Упал неудачно, тяжело, на раздробленную руку. Вскрикнул, перекатился на колени и быстро пополз к блестящему черному пистолету.

У наружной переборки кокпита имелась стойка, а в ней, словно комплект бильярдных киев, выстроились длинные десятифутовые багры, увенчанные огромными крюками из нержавеющей стали.

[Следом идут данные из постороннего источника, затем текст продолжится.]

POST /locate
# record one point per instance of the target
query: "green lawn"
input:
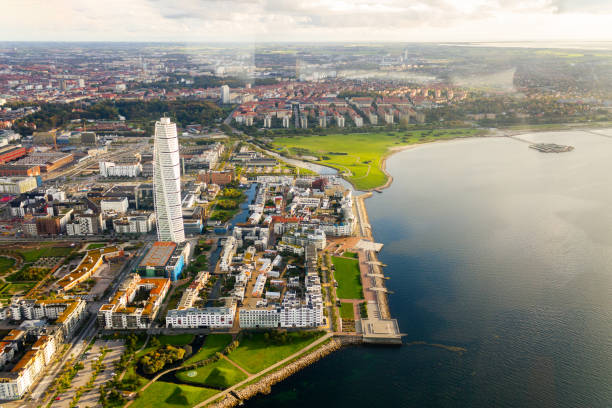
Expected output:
(221, 374)
(348, 276)
(359, 155)
(256, 353)
(176, 339)
(96, 245)
(18, 287)
(212, 344)
(31, 255)
(347, 311)
(172, 395)
(6, 264)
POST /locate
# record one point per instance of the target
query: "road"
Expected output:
(79, 343)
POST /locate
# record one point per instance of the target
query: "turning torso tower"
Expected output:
(167, 183)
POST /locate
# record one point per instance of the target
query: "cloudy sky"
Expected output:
(306, 20)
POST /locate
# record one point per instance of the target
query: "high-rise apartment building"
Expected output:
(167, 183)
(225, 94)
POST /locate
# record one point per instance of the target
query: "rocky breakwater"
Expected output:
(265, 383)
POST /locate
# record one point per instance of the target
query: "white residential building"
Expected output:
(259, 318)
(118, 205)
(134, 224)
(111, 169)
(213, 317)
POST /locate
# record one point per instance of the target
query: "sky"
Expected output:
(306, 20)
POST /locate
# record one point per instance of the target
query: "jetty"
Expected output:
(379, 327)
(551, 148)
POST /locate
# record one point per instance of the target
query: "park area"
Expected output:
(359, 156)
(258, 351)
(220, 375)
(172, 395)
(216, 363)
(22, 267)
(348, 276)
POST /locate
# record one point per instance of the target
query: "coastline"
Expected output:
(263, 384)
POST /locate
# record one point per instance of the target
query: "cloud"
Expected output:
(582, 6)
(306, 20)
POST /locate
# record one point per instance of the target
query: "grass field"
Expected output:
(6, 264)
(31, 255)
(19, 287)
(96, 245)
(212, 344)
(347, 311)
(221, 374)
(176, 339)
(256, 353)
(348, 276)
(359, 155)
(172, 395)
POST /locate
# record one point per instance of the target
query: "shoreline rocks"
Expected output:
(265, 383)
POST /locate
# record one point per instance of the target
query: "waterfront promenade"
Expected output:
(378, 327)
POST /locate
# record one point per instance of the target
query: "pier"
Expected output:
(379, 327)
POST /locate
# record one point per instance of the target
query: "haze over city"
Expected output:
(312, 21)
(266, 203)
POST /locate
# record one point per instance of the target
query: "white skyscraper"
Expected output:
(167, 183)
(225, 96)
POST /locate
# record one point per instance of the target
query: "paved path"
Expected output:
(237, 366)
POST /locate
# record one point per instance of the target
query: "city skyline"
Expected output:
(267, 20)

Чабби затачивал их сам, и крюки были едва ли не острее стилетов. Когда он погружал багор в тушу, от силы удара крюк слетал с рукояти, а потом рыбу затаскивали на борт с помощью сплесненного с нержавейкой крепкого нейлонового каната.

Гаттри почти дополз до пистолета, когда я откинул крепление стойки и вынул из нее багор.

Гаттри уже схватил пистолет левой рукой и теперь старался взять его поудобнее, сосредоточив все внимание на оружии, а пока он был занят, я снова встал на колени, размахнулся здоровой рукой и что было сил вогнал сверкающий крюк в его склоненную спину – сквозь ребра, по рукоять, на всю длину лезвия. От удара Гаттри распластался на палубе, снова выронил пистолет, и «Танцующая», качнувшись, оттолкнула его в сторону.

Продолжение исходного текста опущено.